Banyak tanya kuajukan. Banyak tempat juga untuk mengajukan tanya, namun memahami betapa berharganya Mama adalah, saat aku juga sudah menjadi seorang ibu. Hal itu kurasakan karena aku begitu menghayati peran sebagai tokoh utama seorang ibu.
Mengandung selama sembilan bulan, betapa dahsyatnya proses itu. Terbayang olehku betapa sulitnya masa-masa awal kehamilanmu. Mama mengidam ya saat mengandungku? Sepertinya iya, karena aku mendengar dari cerita, betapa sulitnya Mama mengandungku. Mungkin karena aku anak pertama ya, Ma! Perjuangan Mama makin berat karena Papa sering pergi jauh, menunaikan tugas negara. Maaf ya Ma, atas ketidaknyamananmu dulu.
Kandungan yang membesar, bertambah berat juga beban yang kaubawa. Walau banyak kesakitan yang kaualami, dirimu tetaplah tabah, Ma. Malam-malam yang berlalu, tidurmu ikut terganggu, karena bertambah hari tambah sulit juga kaujalani diri, karena perutmu yang membesar. Mama memang sosok yang istimewa bagiku.
Melahirkan ...!
Takdir itu sakit dirasakan, namun indah dijalankan. Mama memang sosok yang ajaib. Rasa sakit yang mendera kala melahirkanku, berubah menjadi seulas senyum, senyum yang begitu indah, bak kelopak mawar yang sedang merekah. Di balik peluhmu yang bercucuran, kaugenggam asa untukku, anakmu yang baru terlahir ke dunia. Suara tangisku terdengar merdu mampir di gendang telingamu. Ah Mama, entah bagaimana harus kuucapkan rasa terima kasihku karena telah melahirkanku.
Ciuman pertamamu untukku mungkin tak dapat kurasakan lagi, tapi dampaknya tetap terasa hingga kini. Dekapan sayang Mama, saat menggendongku adalah nyanyian ninabobok yang melenakan tidurku. Ditambah nikmatnya ASI menambah sempurna proses pembentukan jasadku. Nikmat Allah yang mana yang harus kudustai, sosok Mama memang begitu berjasa. Melaluimulah mengalir kasih sayang Allah untukku.

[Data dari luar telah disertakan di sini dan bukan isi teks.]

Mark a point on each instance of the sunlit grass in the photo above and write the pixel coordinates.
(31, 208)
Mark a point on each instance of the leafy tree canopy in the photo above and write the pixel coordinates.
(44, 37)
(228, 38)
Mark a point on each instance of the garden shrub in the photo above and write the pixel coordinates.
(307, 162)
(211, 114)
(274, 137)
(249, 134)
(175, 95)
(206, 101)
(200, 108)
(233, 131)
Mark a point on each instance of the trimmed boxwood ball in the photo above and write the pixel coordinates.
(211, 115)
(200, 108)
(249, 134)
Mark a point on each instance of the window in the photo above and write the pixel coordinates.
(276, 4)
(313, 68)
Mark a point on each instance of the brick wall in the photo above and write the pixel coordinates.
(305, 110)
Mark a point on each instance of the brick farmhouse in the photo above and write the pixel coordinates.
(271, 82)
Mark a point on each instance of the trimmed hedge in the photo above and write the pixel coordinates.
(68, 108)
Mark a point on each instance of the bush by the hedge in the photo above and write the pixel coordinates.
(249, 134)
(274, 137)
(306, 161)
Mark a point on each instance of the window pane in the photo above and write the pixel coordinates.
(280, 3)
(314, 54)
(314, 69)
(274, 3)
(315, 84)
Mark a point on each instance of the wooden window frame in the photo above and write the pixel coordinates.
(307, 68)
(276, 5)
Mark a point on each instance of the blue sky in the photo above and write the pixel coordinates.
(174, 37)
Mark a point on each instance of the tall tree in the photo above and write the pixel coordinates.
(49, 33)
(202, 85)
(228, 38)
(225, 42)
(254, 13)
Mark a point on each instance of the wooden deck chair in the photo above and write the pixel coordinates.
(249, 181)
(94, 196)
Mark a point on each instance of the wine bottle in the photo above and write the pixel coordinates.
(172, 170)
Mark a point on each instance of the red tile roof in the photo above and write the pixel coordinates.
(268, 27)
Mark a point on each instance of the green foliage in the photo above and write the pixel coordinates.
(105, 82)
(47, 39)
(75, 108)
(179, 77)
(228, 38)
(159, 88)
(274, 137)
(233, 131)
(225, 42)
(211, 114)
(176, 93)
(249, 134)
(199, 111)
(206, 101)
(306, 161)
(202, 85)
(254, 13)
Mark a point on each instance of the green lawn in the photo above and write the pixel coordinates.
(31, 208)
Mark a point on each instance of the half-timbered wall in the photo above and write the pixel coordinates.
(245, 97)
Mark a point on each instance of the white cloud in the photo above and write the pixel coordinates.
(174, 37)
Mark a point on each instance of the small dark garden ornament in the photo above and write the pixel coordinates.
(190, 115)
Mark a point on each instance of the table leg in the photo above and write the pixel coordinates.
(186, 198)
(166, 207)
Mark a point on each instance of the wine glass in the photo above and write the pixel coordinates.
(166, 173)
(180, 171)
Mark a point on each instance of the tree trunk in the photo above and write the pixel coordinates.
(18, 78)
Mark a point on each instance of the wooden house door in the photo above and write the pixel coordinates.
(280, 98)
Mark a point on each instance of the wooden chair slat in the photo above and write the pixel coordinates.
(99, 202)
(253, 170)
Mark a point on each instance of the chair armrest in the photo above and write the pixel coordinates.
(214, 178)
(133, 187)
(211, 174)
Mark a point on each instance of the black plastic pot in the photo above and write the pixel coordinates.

Ma, kau banyak berkorban untukku. Bukankah orang yang banyak berkorban itu seorang pahlawan ya, Ma. Tapi sebagai pahlawan memang tak pernah berharap balas jasa, cukup Allah saja yang akan meridai hidupmu, surgalah balasan dari semua itu. Aku ikut ya, Ma, ikut denganmu menuju surga Allah. Di sana aku mau bersaksi, bahwa banyak sudah pengorbanan yang kaupersembahkan bagi kami anak-anakmu ini. Pengorbananmu secara fisik dan emosional. Dan itu sungguh pengorbanan yang tak mampu untuk kuungkapkan lewat kata-kata, hanya mampu dirasa dengan sepenuh jiwa.
Kautitah aku, agar kelak aku bisa berjalan menyusuri lorong kehidupan. Kaugendong aku dalam dekap hangatmu agar rasa takut terhalau dari kalbuku. Tidurmu pun tak lagi lelap, karena aku kadang menangis di tengah malam yang hening. Tapi itu semua tak kaurasakan sebagai beban, karena ada cinta hadir di hati, cinta yang manis, semanis madu murni yang menyehatkan.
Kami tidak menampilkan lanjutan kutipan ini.